From the blog.

Managing Digital Racket
The more I tune out, the less I miss it. But that has presented me with some complex choices for a nuanced approach to curb
Complexity – My Friend, My Enemy
Over my years of network engineering, I've learned that the fewer features you can implement while still achieving a business goal, the better. Why? Fewer

Work Projects Keepin’ Me Busy: 10-Gig Rollout + New MDF + RMON

1,113 Words. Plan about 7 minute(s) to read this.

I am buried at work. That is to say, happily buried. I bore easily; it’s a mistake to me give too little to do. The more projects on my plate, and the more challenging they are, the happier I am. These days, I’m just buried with stuff to do – it’s awesome. Not all of them are super-interesting, but here’s a few of more Cisco-oriented projects I’m dealing with.

  1. 10-Gig Rollout (core/dist). We have a growing need for 10-gigabit ethernet in our cores. Intra-data center replication traffic among various SAN arrays is saturating some of the Gig-E links that interconnect the core 6500s. Last fall, we were seeing outDiscards climb on the etherchannel connecting core 6500s, because one member of an etherchannel was saturated. I put a stop-gap in place by changing the etherchannel load-balancing method to “src-dst-port”, which distributed the load more evenly across the members, and outDiscards pretty much went away. Even so, we need to get more pipe in between core switches – that’s just the way it is. The problem will only get worse, and changing the load-balancing method was just a finger plugging the leaking dike.

    To that end, I’m working through a project plan to test each step for the upgrade to 10-gig to interconnect the core 6500s. Of course, that means an IOS upgrade to support the WS-X6708-10G-3C. Which of course means CHOOSING an IOS to upgrade to (we’re going with a SafeHarbor release of some flavor). It’s a reasonably straightforward process to upgrade a 6500 with redundant sup engines, but you gotta have your ducks in a row to make sure you minimize risk to production traffic.
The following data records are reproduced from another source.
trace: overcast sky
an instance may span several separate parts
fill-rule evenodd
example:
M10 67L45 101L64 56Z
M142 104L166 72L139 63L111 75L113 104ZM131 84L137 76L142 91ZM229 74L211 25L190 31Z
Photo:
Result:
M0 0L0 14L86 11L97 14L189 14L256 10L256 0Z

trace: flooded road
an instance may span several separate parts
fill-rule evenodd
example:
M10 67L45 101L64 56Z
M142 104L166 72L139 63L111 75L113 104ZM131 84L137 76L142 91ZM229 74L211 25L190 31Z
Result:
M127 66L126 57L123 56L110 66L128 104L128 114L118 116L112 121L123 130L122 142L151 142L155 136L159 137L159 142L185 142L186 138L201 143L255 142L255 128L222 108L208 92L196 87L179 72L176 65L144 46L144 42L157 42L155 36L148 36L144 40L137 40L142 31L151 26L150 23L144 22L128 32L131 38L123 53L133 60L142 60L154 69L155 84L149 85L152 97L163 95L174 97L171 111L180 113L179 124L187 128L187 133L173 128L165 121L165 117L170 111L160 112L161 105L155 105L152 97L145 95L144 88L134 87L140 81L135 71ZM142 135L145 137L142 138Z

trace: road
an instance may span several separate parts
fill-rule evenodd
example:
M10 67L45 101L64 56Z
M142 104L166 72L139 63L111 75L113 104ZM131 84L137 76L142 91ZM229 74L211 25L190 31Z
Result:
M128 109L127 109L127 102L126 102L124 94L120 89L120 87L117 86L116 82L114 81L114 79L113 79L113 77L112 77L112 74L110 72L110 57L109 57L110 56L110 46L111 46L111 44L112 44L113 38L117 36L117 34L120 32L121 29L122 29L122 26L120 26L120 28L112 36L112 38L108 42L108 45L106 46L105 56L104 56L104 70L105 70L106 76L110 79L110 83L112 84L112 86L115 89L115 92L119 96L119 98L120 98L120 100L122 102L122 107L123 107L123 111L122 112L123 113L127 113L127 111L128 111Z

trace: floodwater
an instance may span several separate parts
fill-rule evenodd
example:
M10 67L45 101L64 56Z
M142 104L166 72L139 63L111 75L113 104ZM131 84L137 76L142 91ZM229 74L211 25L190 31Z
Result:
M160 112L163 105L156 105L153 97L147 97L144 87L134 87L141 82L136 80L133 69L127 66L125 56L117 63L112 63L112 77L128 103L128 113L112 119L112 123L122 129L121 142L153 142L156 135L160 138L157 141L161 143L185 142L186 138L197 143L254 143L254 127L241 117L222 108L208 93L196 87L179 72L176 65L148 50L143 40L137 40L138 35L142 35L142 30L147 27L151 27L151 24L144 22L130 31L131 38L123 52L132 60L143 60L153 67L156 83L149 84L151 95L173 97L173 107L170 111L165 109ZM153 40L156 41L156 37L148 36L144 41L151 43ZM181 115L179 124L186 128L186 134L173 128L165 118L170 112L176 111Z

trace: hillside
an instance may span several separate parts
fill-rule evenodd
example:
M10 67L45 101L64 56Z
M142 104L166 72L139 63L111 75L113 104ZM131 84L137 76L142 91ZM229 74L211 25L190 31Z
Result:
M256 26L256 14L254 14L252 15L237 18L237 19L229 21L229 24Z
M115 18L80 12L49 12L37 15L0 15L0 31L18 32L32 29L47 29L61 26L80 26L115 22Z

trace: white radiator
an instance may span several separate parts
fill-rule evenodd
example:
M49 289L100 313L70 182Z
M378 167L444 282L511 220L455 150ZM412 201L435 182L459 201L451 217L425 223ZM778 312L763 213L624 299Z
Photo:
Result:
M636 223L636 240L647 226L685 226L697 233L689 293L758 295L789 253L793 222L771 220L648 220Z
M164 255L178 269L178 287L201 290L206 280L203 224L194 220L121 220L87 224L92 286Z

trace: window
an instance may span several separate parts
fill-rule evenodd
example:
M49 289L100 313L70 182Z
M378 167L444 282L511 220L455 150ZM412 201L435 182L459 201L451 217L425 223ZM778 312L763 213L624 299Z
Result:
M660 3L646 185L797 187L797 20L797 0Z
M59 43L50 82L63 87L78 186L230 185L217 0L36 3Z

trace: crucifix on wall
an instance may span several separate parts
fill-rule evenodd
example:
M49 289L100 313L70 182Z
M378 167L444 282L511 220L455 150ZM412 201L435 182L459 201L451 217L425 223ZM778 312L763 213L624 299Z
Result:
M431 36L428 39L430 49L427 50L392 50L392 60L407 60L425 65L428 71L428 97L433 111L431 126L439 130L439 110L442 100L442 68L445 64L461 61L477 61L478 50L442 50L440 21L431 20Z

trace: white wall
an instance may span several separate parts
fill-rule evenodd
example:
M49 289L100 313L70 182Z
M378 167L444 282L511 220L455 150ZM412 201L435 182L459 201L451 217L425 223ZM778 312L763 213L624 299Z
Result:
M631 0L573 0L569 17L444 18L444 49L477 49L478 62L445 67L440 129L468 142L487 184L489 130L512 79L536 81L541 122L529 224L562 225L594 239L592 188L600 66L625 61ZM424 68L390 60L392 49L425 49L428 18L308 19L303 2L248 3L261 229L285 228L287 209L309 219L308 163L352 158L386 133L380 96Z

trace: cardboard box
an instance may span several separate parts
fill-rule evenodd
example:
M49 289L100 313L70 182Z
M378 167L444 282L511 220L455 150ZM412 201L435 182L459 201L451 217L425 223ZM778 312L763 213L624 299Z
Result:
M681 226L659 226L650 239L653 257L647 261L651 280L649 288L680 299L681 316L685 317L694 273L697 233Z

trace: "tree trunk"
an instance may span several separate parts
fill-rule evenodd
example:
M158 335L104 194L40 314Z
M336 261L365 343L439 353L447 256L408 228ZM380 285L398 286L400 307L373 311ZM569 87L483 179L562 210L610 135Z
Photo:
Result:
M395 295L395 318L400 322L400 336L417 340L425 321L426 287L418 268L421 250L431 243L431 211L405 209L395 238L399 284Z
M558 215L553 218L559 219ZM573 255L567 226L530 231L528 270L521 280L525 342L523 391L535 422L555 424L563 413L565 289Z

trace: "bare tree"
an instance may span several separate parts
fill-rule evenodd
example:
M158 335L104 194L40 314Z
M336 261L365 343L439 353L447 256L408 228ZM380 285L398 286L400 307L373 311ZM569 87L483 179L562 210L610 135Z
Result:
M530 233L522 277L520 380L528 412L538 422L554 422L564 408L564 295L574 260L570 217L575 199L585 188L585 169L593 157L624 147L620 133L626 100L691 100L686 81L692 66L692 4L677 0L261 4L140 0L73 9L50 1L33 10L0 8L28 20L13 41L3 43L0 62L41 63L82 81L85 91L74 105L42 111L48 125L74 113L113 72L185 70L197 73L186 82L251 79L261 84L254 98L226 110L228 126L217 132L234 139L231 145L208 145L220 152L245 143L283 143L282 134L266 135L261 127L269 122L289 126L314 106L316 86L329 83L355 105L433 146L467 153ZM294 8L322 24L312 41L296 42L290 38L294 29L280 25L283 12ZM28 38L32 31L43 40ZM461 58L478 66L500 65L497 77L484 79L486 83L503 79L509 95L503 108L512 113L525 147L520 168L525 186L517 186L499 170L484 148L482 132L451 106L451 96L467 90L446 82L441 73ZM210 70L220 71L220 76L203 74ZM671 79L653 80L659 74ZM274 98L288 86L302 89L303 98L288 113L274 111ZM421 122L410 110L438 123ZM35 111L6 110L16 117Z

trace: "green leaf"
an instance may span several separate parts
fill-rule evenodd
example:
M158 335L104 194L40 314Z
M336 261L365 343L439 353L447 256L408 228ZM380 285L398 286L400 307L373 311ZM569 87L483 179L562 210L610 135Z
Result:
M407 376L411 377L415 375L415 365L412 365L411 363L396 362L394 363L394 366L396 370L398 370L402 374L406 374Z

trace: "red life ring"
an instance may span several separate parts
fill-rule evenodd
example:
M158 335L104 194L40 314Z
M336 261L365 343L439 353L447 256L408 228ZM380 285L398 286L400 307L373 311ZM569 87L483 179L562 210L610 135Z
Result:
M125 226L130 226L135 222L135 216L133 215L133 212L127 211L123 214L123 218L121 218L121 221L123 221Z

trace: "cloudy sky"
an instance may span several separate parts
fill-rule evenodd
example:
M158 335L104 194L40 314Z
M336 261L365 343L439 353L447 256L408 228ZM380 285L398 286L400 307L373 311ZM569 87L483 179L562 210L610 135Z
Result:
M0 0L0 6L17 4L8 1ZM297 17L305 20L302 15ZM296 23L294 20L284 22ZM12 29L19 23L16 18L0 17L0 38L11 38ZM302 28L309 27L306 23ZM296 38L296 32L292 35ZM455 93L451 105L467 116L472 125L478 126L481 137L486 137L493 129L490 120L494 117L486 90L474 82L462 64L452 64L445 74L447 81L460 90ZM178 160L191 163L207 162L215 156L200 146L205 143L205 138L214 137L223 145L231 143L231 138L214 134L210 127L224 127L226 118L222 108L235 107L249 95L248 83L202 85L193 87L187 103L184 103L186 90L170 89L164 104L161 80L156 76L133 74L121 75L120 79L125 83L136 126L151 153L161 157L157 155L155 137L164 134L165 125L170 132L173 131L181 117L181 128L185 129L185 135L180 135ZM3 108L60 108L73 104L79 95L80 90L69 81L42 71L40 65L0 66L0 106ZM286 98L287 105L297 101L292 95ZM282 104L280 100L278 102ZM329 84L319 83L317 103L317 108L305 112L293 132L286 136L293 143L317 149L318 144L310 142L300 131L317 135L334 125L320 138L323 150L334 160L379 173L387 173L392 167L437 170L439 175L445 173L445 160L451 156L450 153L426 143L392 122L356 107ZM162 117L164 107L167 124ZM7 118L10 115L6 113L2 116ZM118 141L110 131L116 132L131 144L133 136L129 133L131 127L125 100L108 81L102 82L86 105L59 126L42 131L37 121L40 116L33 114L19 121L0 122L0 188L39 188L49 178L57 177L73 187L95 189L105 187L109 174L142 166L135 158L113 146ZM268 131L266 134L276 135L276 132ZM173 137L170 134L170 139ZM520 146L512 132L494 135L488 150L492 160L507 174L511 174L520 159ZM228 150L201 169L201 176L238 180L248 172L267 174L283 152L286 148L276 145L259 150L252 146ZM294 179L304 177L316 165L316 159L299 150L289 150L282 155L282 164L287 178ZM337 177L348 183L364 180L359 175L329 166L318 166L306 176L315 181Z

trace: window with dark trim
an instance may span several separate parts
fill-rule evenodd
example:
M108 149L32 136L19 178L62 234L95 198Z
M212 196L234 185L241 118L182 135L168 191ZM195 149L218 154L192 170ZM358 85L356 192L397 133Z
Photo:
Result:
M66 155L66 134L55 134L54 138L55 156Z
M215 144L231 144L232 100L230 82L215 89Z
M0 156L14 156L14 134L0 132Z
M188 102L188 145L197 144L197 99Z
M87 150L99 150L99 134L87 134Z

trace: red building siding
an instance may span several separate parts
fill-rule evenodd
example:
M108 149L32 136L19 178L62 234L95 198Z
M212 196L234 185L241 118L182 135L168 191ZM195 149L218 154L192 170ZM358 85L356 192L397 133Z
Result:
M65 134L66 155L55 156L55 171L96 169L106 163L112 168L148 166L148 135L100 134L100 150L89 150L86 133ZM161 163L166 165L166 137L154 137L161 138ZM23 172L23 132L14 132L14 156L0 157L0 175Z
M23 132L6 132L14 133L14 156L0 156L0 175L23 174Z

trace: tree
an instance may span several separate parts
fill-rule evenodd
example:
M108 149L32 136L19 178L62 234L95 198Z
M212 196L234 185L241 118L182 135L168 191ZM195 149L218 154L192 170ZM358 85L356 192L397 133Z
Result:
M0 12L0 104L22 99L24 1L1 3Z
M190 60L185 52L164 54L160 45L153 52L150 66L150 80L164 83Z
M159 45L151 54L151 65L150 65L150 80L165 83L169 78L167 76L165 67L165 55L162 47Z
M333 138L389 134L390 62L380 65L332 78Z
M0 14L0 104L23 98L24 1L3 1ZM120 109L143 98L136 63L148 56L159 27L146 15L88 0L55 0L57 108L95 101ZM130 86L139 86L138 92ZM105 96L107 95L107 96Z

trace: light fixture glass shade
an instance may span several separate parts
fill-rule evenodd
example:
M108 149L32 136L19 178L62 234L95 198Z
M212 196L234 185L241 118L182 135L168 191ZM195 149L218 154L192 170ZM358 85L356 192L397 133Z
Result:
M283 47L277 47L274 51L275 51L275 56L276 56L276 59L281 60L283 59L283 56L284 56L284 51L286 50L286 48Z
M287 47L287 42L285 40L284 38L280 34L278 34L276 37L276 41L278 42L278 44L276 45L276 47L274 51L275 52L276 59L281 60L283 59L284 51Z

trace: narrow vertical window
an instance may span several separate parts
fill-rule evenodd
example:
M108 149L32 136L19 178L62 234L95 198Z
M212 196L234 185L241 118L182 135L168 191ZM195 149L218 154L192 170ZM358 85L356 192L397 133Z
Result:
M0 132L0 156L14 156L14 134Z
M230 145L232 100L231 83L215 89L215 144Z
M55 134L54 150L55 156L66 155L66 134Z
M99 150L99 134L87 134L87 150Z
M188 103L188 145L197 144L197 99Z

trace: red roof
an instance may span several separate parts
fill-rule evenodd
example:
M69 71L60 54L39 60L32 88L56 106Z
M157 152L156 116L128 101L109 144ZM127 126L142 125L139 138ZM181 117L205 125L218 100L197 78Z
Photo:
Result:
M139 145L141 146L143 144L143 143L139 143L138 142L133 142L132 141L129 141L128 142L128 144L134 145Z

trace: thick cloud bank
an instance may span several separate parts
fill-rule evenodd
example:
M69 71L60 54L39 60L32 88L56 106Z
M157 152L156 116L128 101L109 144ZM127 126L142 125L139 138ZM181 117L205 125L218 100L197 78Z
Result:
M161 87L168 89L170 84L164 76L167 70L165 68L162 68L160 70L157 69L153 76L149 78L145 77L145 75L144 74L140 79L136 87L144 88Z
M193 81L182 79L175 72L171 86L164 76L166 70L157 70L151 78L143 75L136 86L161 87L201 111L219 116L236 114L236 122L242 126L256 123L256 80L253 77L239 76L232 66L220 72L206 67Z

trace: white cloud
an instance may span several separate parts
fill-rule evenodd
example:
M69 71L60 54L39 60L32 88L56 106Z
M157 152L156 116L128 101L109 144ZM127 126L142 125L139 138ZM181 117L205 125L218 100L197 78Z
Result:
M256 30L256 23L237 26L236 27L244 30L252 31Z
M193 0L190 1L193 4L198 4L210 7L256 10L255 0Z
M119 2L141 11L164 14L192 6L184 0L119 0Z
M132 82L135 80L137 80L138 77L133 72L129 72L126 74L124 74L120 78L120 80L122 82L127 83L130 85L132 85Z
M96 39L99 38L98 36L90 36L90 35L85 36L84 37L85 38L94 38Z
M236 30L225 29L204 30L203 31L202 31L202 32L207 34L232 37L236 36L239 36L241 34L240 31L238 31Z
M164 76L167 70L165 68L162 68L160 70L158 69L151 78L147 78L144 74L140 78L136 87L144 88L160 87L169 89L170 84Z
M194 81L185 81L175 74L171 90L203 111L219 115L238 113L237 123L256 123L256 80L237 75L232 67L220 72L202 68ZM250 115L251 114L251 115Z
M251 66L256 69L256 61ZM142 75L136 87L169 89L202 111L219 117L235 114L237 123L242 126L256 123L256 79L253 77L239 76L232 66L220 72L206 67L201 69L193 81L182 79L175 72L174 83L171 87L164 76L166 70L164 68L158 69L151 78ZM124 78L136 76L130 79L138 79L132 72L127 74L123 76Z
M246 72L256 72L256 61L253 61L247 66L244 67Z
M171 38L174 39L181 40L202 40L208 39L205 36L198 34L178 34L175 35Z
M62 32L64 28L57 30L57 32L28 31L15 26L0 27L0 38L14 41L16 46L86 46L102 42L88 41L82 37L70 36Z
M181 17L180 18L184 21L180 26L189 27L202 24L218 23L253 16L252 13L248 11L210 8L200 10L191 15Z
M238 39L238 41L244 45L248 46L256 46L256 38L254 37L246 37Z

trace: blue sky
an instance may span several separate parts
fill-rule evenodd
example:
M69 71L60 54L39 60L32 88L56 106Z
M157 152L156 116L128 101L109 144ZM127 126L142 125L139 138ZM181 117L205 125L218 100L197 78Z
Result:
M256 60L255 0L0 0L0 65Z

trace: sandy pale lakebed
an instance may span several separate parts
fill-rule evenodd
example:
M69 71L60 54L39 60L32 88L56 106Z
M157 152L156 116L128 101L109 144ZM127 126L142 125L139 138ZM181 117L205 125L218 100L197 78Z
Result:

  2. 10-Gig Rollout (access). We have new equipment showing up that can uplink at 10-gig, but we don’t have any access-layer switches to support 10-gig. The 4900M looks like about the right fit for us in this area. I’ve got parts lists pulled together, and I’m working on reqs. The 4900M itself isn’t that pricey, but once you load up the 10-gig slots with modules, you can easily double the price of the chassis.
  3. New MDF. We don’t have a fiber distribution network for ethernet in the location I support. Of course, 10-gig is fiber-only at the moment. To roll out multimode fiber throughout the data center, we didn’t want to do a bunch of point-to-point runs – that gets ugly and unmanageable in a hurry. We decided to build a new MDF for it – we only need a few runs today, but these things tend to grow unexpectedly. You might think managing cabling deployments is not the job of a network engineer, but I’d much rather manage the initial deployment to make sure what’s being done makes sense and can be replicated a hundred times if we need to later on. So, yeah – if I’m going to be plugging cables into and out of this MDF for the next 10 years, I want it done as right as we know how to do it, right at the start. That process involves committing data center floor space, updating relevant floor plans, coordinating cabling & electrical contractors, managing equipment lists for new cabinets and racks, etc.
  4. RMON evaluation. Our Network Command Center manager approached my boss about deploying RMON to routers such that the router would send a trap to the SNMP manager in the NCC when the interface exceeded “X” percentage utilization. I started digging into this, and I think I have a good solution for it. I did a bit of RMON review and lab work prepping for CCIE. But I dug into it even deeper today, getting down into OID research, and starting to work up some sample code based on a nifty example I found in the Cisco IOS Cookbook. I’d much rather to use the code someone else already wrote, then tailor it for my needs, rather than reinvent the wheel. I’m not scared to write my own code, but why labor to accomplish something someone else already wrote? So, I should be able to submit RMON code for testing tomorrow, and then the question becomes how well it scales once it’s working.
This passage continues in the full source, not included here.